Sayangnya, Nolan tidak mendengar jawaban seperti yang ia harapkan.

Meskipun kata-kata Evelyn terdengar sombong dan meremehkan, jumlah informasi yang tersembunyi di dalamnya sangatlah mencengangkan. Para naga terlahir pada tingkat Emas, dan setelah melalui ritual kedewasaan, mereka dapat membangkitkan esensi sejati mereka dan melangkah langsung ke "Tingkat Suci", sebuah alam yang tak terhitung banyaknya manusia fana tidak akan pernah bisa capai seumur hidup.

Evelyn, yang berdiri di puncak peringkat Emas, jelas masih merupakan seekor naga muda yang belum menjalani ritual tersebut, namun dari pertempuran sebelumnya sudah sangat jelas bahwa ia sangat mahir dalam sihir nagawi, yang secara luas dianggap sebagai bentuk pemujaan mantra yang paling merusak, dan kekuatan tempur aslinya sangat luar biasa.

Makhluk seperti apa yang bisa melukai naga sekaliber dirinya?

Pikiran Nolan berputar kencang saat ia menimbang berbagai kemungkinan, lalu memutuskan untuk menyelidikinya lebih jauh. Sambil mengusap dagunya seolah-olah sedang berpikir keras, ia berkata, "Mungkinkah para 'Primordial' yang legendaris itu telah kembali ke dunia ini...?"

"Kau, seorang manusia biasa, tahu tentang para Primordial?" Evelyn berseru, ekspresinya berubah drastis. Ia langsung menyadari kecerobohannya dan memaksakan tawa dingin untuk menutupinya. "Jangan coba-coba memamerkan diri dengan potongan-potongan desas-desus. Para Primordial telah musnah sepenuhnya ribuan tahun yang lalu. Adapun apa di dunia ini yang bisa melukisiku, itu tentu saja—" Ia berhenti lagi di tengah kalimatnya, pupil celah keemasannya yang indah memancarkan kejengkelan saat ia memelototinya. "Kau mencoba mengecohku agar aku banyak bicara?"

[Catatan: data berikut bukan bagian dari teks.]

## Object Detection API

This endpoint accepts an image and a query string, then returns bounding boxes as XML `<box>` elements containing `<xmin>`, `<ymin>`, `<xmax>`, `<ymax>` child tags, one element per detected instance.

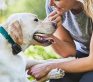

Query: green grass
<box><xmin>25</xmin><ymin>46</ymin><xmax>60</xmax><ymax>60</ymax></box>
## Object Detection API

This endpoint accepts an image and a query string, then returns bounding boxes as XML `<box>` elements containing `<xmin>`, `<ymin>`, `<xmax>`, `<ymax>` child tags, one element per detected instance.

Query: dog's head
<box><xmin>6</xmin><ymin>13</ymin><xmax>56</xmax><ymax>49</ymax></box>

Nolan langsung mengangkat kedua tangannya sebagai gestur tidak bersalah. "Sama sekali tidak. Itu semua karena kau sendiri."

Evelyn menatapnya, mencerna ekspresinya yang tidak berbahaya dan tampak bodoh, lalu merasakan amarahnya kembali membuncah. Pada akhirnya, ia hanya mendengus, harga dirinya sebagai seekor naga enggan mempermasalahkan hal sepele seperti itu. "Manusia yang licik. Tebakanmu tidak salah. Tidak ada salahnya memberitahumu. Lawanku... adalah naga lain."

Jawaban itu menghantam Nolan dan Hank secara bersamaan.

Nolan menekan gejolak keterkejutan di dalam dirinya dan dengan sabar mengoreksinya lagi. "Aku punya nama. Namanya Nolan. Aku tidak berusaha mencampuri rahasia bangsamu. Aku hanya ingin tahu apakah aku bisa menawarkan sedikit... bantuan, sesuai kemampuanku."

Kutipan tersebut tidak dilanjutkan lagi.